Is univariate analysis a must before binary logistic regression

#1
Could I enter all my independent variables directly for a binary logistic regression

OR
is it necessary that I should run a one way anova for each of the independent variables first and select only the significant ones for the binary logistic regression with the dependant variable

Please help
 

Mean Joe

TS Contributor
#2
You don't need to do univariate analysis first.

One thing to note is that even if a variable is not significant in univariate analysis, it may still have a place in a logistic regression.

is it necessary that I should run a one way anova for each of the independent variables first and select only the significant ones for the binary logistic regression with the dependant variable
FYI there are issues with throwing in all the significant ones.

Just be reasonable in how many variables you put into your regression.
 
#5
You don't need to do univariate analysis first.

One thing to note is that even if a variable is not significant in univariate analysis, it may still have a place in a logistic regression.



FYI there are issues with throwing in all the significant ones.

Just be reasonable in how many variables you put into your regression.
What would be the maximum number of variables that we could put in the regression. My study has eight variables
 

gianmarco

TS Contributor
#6
You don't need to do univariate analysis first.

One thing to note is that even if a variable is not significant in univariate analysis, it may still have a place in a logistic regression.

I agree with you. Yet, I am struck by the quantity of academic works (e.g., PhD dissertations) in which the inclusion of predictors into regression (either, linear, logistic, ect) is based on the univariate analysis on each single predictor against the DV. I have seen this, for example, in more than a couple of PhD dissertations from a famous University in Europe.

Gm
 

gianmarco

TS Contributor
#7
In my logistic regression modelling, I have followed this:

Peduzzi et al, "A simulation study of the number of events per variable in logistic regression analysis" (https://www.ncbi.nlm.nih.gov/pubmed/8970487)
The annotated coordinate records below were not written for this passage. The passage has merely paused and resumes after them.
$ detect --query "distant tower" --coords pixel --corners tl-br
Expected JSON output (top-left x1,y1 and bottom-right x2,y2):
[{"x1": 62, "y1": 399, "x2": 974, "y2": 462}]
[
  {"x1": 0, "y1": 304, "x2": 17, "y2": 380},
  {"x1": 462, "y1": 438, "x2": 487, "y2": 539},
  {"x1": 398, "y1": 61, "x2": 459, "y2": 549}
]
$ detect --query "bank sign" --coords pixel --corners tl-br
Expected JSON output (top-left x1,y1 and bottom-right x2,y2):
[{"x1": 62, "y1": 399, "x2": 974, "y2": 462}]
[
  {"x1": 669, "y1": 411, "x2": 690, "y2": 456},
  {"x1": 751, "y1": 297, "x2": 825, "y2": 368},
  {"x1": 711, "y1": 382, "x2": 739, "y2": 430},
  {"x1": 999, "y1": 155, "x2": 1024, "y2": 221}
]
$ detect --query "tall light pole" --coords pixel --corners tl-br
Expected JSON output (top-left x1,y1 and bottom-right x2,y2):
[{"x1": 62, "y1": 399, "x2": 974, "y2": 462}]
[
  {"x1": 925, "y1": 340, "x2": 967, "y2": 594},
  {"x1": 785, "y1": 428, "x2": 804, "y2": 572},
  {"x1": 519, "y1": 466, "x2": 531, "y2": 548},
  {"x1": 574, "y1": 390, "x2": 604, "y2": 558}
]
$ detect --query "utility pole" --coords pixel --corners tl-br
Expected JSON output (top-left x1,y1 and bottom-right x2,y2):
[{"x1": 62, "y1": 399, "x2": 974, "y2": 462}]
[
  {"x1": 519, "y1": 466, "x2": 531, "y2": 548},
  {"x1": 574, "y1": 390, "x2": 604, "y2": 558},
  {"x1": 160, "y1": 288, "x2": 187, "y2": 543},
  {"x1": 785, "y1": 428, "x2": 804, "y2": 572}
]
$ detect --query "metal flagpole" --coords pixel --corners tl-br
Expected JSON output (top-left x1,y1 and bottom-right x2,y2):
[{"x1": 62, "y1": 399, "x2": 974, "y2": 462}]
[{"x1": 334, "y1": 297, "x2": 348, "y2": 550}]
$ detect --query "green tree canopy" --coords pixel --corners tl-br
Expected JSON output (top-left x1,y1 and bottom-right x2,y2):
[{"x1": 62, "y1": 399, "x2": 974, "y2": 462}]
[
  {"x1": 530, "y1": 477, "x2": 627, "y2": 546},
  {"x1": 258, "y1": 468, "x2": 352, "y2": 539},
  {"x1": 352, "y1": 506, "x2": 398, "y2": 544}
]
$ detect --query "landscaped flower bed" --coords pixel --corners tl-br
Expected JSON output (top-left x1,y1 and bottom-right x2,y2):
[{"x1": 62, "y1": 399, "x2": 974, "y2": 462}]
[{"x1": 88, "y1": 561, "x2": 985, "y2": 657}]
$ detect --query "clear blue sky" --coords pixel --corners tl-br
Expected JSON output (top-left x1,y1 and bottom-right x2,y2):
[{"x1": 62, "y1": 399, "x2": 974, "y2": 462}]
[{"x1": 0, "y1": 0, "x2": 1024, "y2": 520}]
The minumum number of observations should be:
N = 10 k / p
where p be the smallest of the proportions of negative or positive cases, and k the number of covariates
 

hlsmith

Omega Contributor
#8
I think the unvariate analysis component may get propagated due to two reasons:

-historically before big computing, it was probablyly easier to run a bunch of uni's then multiple regression;

-experimental studies will check covariate balance between the two treatment groups, I bet many believe this is a form of doing a bunch of uni's, which it is actually something different.
 
#9
Has this univariate first come as a part of purposeful selection of variables from a whole lot of variables. But I saw in one tutorial that they use p <0.25 to select those variables from univariate for multivariate. So out of my eight variables with a sample of 310 should I do this purposeful selection and can I use p value of less than 0.25 or should I enter all variables?